#########
Internals
#########

********
Overview
********

Like many deep learning frameworks, a key philosophy behind Brainstorm is **modularity**.
 * Key abstractions in brainstorm are **layers** that are connected to form a **network** and define which computations should be performed and what their parameters are.
 * Layers are implemented in terms of operations provided by the **handler**, which makes independent from how and on which device the operations are actually implemented (CPU or GPU).
 * The **trainer** coordinates applying an iterative optimization algorithm (**stepper**) with other concerns like monitoring and early stopping (done via so called **hooks**).
 * **data iterators** control the way the data is loaded, augmented, and chunked up.
 * an important design feature is that each of these parts can easily be changed by user-code.
 * So custom layers for example can simply be shared as a single file and imported by others, so there is no need to change brainstorm to support them.

Handler
=======
A :class:`~brainstorm.handlers.base_handler.Handler` implements basic mathematical operations on arrays of a certain type and can allocate memory.
For example, the ``NumpyHandler`` allocates CPU memory and performs computations on the CPU mainly through Numpy.
The ``PyCudaHandler`` on the other hand allocates GPU memory and implements its operations with ``pycuda``.
This intermediate abstraction allows changing the low-level implementation of operations without breaking the layers or any other part of brainstorm.
Our Handler operations have a more restricted feature set than numpy, which makes it easier to implement new handlers, but of course this comes at the price of less convenience in implementing layers.
For the future we plan to provide also a handler that CuDNN4, and one that builds upon NervanaGPU.

Layers
======
A :class:`~brainstorm.layers.base_layer.Layer` defines how to compute a forward pass and a backward pass and which parameters it uses to do so.
Layers don't own any of the memory they use themselves.
The memory layout and managing is done by the network using the ``BufferManager``.
So a layer only needs to specify how it interacts with other layers and how much memory it needs.
This design makes implementing a new layer rather simple, and allows for automated testing of layers.

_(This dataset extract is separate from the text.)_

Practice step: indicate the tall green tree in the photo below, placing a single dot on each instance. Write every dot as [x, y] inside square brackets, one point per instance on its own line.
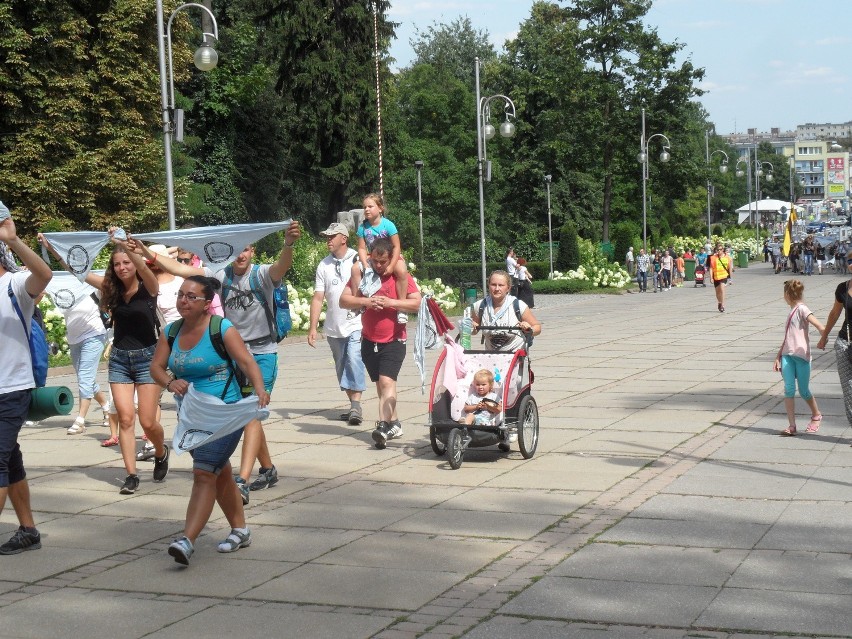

Note that the ``...LayerImpl`` objects are different from the objects used during network creation with the ``>>`` operator.
The latter are used only to define an architecture, which is then in turn used to instantiate the actual layer objects and create the network.

BufferManager
=============
The BufferManager is part of the Network and is responsible for allocating and structuring the memory needed by all the layers.
It computes and allocates the required total amount of memory based on the current batch-size and sequence-length.
This memory is then chunked-up, reshaped and structured distributed according to the  memory :ref:`_layout` of the network.

Network
=======
The network is a central abstraction that coordinates the layers and the buffer manager, provides an interface for the user to inspect the internals.
It is designed to allow for comprehensive inspection and ease of use.
Each network holds an ordered dictionary of layers (``net.layers``) sorted topologically.
There has to be always exactly one Input layer which is also called ``Input``, and the connections between layers have to form a connected acyclic graph.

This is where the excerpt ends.